Flitwick didn’t have to say anything for Harry to spring into action, lifting Malfoy off the floor and running in the direction of the hospital wing while Flitwick followed, yelling “Out of the way! Out of the way!” as they went. Harry was so focused on getting to Madam Pomfrey that he didn’t notice it wasn’t only Malfoy’s face shifting underneath his pale skin, and once they had gotten there Madam Pomfrey took Malfoy and shooed Harry away.

He stood outside the Infirmary with his heart beating fast, feeling helpless now that there was no more he could do, and a little angry at himself for not having acted faster back there. But he supposed at the very worst, Malfoy would have to spend the night growing bones back or something the way Harry had done in his second year.

An hour later, settled into their familiar spots in front of the fire in the Gryffindor common room, Harry and Ron were trying to describe what had happened to Hermione so she could figure out what hex had been used.

“Doesn’t sound like anything I’ve ever heard of,” she shrugged, looking upset by the fight that had happened within the first week, but much more interested in the notes she was taking out of an enormous, dusty old tome she’d checked out of the library. “I’m sure he’ll be fine. Maybe it’ll even teach Malfoy to try keeping his head down for once, especially seeing as he's particularly unpopular at the moment.”

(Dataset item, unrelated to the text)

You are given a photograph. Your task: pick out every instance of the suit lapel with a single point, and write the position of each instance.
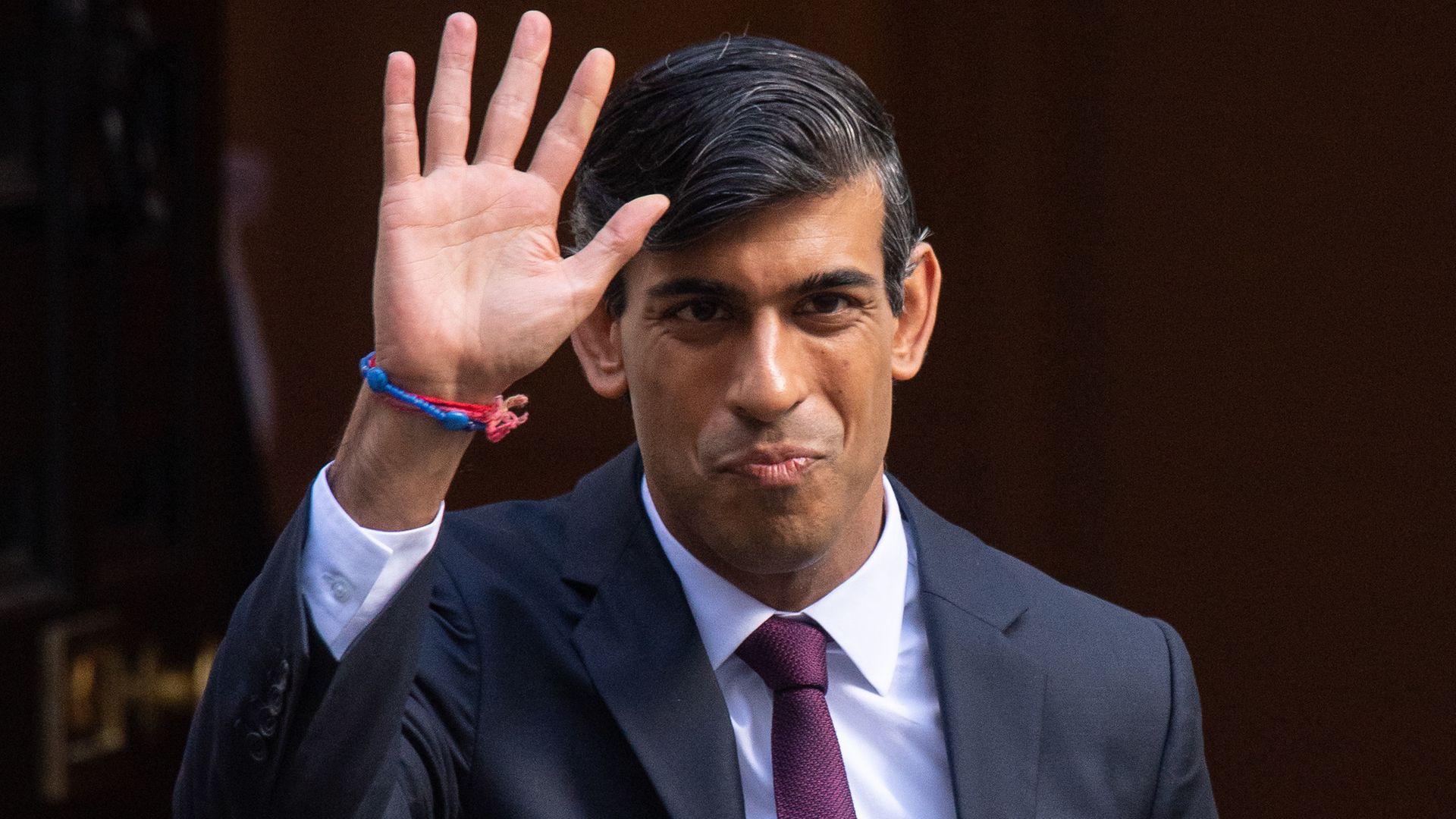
(990, 691)
(642, 651)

With no definitive answer forthcoming, Harry and Ron both acquiesced to begin working on their homework, although they gave up after only an hour and a half and elected to play chess instead. It was, after all, only the end of the first week of term — there was no need to push themselves yet.

At a quarter past one in the morning, as Harry closed the curtains of his four-poster and lay his head down on the pillow, he thought again of Malfoy, and wondered if Madam Pomfrey had cured him yet.